Another way for handling column mapping in PySpark is via dictionary
. Dictionaries help you to map the columns of the initial dataframe into the columns of the final dataframe using the the key/value
structure as shown below:
from pyspark.sql.functions import col
df = spark.createDataFrame([
[1, "John", "2019-12-01 10:00:00"],
[2, "Michael", "2019-12-01 11:00:00"],
[2, "Michael", "2019-12-01 11:01:00"],
[3, "Tom", "2019-11-13 20:00:00"],
[3, "Tom", "2019-11-14 00:00:00"],
[4, "Sofy", "2019-10-01 01:00:00"]
], ["A", "B", "C"])
col_map = {"A":"Z", "B":"X", "C":"Y"}
df.select(*[col(k).alias(col_map[k]) for k in col_map]).show()

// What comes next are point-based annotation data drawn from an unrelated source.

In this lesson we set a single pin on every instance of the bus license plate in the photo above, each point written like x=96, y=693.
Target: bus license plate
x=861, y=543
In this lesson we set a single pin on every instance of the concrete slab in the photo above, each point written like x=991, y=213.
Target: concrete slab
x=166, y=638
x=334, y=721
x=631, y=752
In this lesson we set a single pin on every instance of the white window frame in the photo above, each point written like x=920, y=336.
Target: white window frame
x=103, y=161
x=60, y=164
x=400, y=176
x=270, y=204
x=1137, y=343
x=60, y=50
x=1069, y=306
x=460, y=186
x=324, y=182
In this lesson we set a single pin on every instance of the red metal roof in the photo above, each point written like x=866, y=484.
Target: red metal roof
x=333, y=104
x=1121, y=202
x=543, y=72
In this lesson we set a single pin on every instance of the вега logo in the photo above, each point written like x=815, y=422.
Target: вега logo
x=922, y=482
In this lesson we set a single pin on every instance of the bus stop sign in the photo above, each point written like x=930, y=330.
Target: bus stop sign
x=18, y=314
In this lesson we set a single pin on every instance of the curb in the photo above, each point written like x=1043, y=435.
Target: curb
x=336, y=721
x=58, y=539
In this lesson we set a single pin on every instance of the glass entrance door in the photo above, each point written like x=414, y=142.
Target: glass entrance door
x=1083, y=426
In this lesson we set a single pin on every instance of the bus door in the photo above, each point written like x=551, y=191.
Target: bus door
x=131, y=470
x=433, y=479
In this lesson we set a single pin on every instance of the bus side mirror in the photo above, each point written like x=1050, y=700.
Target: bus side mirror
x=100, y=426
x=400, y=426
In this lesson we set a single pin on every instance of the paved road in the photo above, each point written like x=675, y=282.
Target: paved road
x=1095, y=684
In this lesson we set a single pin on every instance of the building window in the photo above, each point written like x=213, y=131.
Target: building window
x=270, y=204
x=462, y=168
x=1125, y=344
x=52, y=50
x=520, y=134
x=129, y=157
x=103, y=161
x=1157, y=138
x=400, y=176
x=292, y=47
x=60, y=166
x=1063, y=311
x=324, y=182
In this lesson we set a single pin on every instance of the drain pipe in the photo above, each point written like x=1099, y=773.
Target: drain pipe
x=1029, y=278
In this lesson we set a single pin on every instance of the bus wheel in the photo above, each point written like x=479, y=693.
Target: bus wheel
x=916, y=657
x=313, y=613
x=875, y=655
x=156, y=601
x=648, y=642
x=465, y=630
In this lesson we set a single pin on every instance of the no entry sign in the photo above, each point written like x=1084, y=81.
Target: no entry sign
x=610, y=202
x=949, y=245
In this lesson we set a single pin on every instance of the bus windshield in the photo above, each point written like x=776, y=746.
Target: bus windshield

# +---+-------+-------------------+
# | Z| X| Y|
# +---+-------+-------------------+
# | 1| John|2019-12-01 10:00:00|
# | 2|Michael|2019-12-01 11:00:00|
# | 2|Michael|2019-12-01 11:01:00|
# | 3| Tom|2019-11-13 20:00:00|
# | 3| Tom|2019-11-14 00:00:00|
# | 4| Sofy|2019-10-01 01:00:00|
# +---+-------+-------------------+
Here we map A, B, C into Z, X, Y respectively.
And if you want a modular solution you also put everything inside a function:
def transform_cols(mappings, df):
return df.select(*[col(k).alias(mappings[k]) for k in mappings])
Or even more modular by using monkey patching to extend the existing functionality of the DataFrame
class. Place the next code on top of your PySpark code (you can also create a mini library and include it on your code when needed):
from pyspark.sql import DataFrame
def transform_cols(self, mappings):
return self.select(*[col(k).alias(mappings[k]) for k in mappings])
DataFrame.transform = transform_cols
Then call it with:
df.transform(col_map).show()
PS: This could be a convenient way to extend the DataFrame functionality by creating your own libraries and expose them via the DataFrame and monkey patching (extension method for those familiar with C#).